En 2015 se cumplieron diez años desde que los dos países acordaron impulsar una Asociación Estratégica de Beneficio Mutuo para el siglo XXI. Los resultados hasta ahora demuestran que estamos en el camino correcto: el año pasado, el comercio bilateral fue superior a los 17 mil millones de dólares, con lo que Corea se consolidó como el sexto socio comercial más importante de México en el mundo.
En materia de inversión, más de mil 700 empresas coreanas realizan actividades productivas en los sectores más dinámicos de la economía mexicana, con sus efectos multiplicadores en el empleo, el comercio exterior, el desarrollo tecnológico, la cooperación técnica y científica, la capacitación y la creación de cadenas de valor que elevan la competitividad global de las dos economías y el bienestar de nuestras sociedades. La numerosa delegación de empresarios de alto nivel que acompaña a la presidenta Park es un reflejo más de la magnitud e importancia de estos vínculos económicos.
Cada vez más los pueblos de México y Corea descubren sus afinidades culturales, valores y tradiciones. En este sentido, las actividades culturales mexicanas en Corea se han ampliado en arte, música, literatura, cine y gastronomía. Es notable, por ejemplo, el creciente gusto del público coreano por la comida mexicana. Algo similar ocurre también en México con la comida coreana.

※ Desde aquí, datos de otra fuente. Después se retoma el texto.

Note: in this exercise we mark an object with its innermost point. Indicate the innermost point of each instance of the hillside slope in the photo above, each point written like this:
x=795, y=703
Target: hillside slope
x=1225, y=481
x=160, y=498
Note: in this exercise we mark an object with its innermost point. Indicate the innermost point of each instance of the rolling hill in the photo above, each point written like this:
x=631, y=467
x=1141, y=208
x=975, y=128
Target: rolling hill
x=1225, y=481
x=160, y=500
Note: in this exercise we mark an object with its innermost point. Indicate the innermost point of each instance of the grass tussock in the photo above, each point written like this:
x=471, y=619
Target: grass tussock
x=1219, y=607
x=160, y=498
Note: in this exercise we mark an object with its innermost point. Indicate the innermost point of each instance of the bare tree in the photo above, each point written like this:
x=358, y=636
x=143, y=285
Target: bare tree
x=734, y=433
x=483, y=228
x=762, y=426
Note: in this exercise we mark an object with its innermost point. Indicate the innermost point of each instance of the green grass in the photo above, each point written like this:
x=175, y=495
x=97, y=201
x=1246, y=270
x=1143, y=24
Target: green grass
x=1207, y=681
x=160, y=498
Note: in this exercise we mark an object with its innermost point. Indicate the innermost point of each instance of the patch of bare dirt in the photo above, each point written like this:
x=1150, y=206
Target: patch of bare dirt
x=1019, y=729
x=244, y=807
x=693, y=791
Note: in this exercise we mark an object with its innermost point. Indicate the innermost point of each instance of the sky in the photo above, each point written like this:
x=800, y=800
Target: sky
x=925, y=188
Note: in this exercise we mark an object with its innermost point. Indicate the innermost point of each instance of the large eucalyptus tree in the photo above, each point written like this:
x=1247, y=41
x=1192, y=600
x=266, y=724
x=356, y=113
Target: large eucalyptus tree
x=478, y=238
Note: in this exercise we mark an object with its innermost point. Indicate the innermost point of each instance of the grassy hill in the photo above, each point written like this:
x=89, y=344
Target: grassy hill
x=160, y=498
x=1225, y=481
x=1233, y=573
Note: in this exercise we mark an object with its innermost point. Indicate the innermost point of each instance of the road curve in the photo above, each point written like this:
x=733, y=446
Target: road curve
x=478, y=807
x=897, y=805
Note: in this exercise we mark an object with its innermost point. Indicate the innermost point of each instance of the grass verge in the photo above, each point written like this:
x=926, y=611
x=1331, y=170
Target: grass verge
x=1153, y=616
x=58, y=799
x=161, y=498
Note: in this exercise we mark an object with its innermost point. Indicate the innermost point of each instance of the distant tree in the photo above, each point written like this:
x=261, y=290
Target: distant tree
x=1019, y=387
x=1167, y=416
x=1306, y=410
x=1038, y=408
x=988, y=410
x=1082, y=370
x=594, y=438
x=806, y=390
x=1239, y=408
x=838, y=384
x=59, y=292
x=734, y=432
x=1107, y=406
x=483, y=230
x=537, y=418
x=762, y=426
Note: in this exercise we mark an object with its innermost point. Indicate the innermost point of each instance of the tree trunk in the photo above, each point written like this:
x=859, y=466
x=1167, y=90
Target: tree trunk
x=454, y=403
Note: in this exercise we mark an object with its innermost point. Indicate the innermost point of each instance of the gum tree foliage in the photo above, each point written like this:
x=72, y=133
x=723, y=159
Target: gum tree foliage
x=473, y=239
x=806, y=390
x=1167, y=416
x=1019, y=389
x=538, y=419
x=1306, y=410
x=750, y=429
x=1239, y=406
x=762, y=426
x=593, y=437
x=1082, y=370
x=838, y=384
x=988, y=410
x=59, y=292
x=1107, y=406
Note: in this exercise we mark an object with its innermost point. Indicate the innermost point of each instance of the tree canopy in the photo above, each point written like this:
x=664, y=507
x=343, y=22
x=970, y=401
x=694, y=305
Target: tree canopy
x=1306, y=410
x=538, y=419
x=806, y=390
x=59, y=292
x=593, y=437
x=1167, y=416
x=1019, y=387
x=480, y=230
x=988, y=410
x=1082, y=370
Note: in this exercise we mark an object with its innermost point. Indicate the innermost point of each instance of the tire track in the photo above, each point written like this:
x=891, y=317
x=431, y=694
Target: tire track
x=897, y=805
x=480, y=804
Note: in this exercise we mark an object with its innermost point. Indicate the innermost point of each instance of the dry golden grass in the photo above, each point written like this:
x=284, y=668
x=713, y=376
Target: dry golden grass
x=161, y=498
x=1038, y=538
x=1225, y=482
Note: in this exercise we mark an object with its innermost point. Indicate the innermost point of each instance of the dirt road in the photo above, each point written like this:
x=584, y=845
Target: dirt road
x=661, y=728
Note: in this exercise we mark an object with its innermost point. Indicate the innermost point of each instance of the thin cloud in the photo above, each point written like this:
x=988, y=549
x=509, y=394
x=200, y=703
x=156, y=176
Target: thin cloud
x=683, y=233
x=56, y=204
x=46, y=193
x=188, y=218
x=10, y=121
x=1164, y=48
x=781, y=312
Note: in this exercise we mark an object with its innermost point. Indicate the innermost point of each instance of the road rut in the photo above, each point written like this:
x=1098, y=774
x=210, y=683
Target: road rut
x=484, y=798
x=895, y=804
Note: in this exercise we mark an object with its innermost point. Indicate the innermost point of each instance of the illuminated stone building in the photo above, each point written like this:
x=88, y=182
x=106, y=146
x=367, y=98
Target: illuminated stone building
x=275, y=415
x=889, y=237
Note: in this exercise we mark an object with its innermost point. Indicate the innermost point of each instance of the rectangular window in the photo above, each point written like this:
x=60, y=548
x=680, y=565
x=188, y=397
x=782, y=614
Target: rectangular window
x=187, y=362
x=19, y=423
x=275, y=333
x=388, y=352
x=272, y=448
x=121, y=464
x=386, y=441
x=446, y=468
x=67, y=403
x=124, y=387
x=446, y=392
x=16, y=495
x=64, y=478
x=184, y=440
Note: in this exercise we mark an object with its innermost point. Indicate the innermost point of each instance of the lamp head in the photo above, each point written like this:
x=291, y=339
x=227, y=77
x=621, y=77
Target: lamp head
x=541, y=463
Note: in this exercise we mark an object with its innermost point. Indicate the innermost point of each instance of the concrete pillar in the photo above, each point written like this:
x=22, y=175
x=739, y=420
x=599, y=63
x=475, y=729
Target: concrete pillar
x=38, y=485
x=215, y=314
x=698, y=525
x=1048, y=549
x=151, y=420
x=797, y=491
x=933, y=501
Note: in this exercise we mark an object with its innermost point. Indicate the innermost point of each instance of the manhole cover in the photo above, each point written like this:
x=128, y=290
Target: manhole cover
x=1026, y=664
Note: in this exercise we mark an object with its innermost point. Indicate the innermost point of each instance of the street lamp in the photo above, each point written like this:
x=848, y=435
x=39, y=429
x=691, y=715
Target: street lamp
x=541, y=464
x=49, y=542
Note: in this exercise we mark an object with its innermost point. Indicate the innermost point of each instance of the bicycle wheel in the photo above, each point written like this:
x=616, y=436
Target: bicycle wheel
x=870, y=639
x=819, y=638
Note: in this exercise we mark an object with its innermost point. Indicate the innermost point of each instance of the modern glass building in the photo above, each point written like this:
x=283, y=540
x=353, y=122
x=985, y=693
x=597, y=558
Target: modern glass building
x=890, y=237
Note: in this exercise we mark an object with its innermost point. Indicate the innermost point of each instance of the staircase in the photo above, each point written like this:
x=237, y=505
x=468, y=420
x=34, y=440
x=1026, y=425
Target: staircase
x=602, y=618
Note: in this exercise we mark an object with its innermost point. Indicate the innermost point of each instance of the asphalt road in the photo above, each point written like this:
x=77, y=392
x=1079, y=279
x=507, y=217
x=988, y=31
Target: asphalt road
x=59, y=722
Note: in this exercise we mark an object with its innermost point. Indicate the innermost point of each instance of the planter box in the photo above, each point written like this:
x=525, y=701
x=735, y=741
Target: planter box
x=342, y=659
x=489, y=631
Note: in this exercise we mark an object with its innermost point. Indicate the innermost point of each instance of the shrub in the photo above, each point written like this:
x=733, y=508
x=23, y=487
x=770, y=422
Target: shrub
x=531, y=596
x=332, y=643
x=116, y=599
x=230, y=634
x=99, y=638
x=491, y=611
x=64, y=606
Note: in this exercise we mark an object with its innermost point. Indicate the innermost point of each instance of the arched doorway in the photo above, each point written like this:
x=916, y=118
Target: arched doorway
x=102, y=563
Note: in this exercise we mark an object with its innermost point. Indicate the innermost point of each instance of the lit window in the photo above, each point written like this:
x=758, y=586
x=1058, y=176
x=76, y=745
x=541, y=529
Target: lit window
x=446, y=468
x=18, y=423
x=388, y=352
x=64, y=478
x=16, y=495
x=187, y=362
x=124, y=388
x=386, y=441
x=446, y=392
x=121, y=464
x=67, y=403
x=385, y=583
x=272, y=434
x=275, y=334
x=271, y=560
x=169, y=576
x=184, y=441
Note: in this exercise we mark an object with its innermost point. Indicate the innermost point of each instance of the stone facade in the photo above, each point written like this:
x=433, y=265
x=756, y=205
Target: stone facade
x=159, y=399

Este acercamiento social se refleja ya en el turismo: el año pasado, casi 100 mil coreanos visitaron México y 15 mil mexicanos viajaron a Corea. La cooperación educativa también registra un aumento significativo, con numerosos intercambios de estudiantes y maestros. El diálogo político de alto nivel y el marco jurídico que norma la relación se han intensificado de manera consecuente. Los presidentes Peña Nieto y Park Geun-hye se han reunido en varias ocasiones, en encuentros de Naciones Unidas, del G-20 y de APEC y han instruido a las distintas instancias a que sigamos actualizando los convenios que norman nuestra relación. Así, desde 2013, hemos impulsado la suscripción de numerosos instrumentos de cooperación y en esta visita oficial se concluirán nuevos acuerdos sectoriales.
Esta dinámica relación es alimentada por las visitas a Corea de gobernadores de diversos estados de la República, de funcionarios y empresarios y los cada vez más frecuentes contactos interparlamentarios.
Nuestra cooperación bilateral se refleja asimismo en acciones concertadas en la agenda multilateral, en la promoción de la Agenda Global para el Desarrollo y en el impulso conjunto de las reformas necesarias en diversos organismos internacionales. De manera destacada, los dos gobiernos han impulsado el grupo MIKTA (junto con Indonesia, Turquía y Australia), un novedoso mecanismo de concertación que busca influir en la agenda multilateral y que actúa como puente entre países desarrollados y en desarrollo, para fomentar una mejor gobernanza mundial e impulsar las mejores causas humanitarias.
Esta visita tiene lugar en un momento en el que las perspectivas económicas internacionales y las amenazas a la seguridad plantean nuevos retos para nuestros países y para la paz mundial. Es, por ello, una magnífica oportunidad para fortalecer la cooperación en apoyo de nuestros respectivos objetivos de desarrollo y para reafirmar nuestro compromiso compartido con la seguridad y la prosperidad, pilares fundamentales de nuestra Asociación Estratégica para el siglo XXI.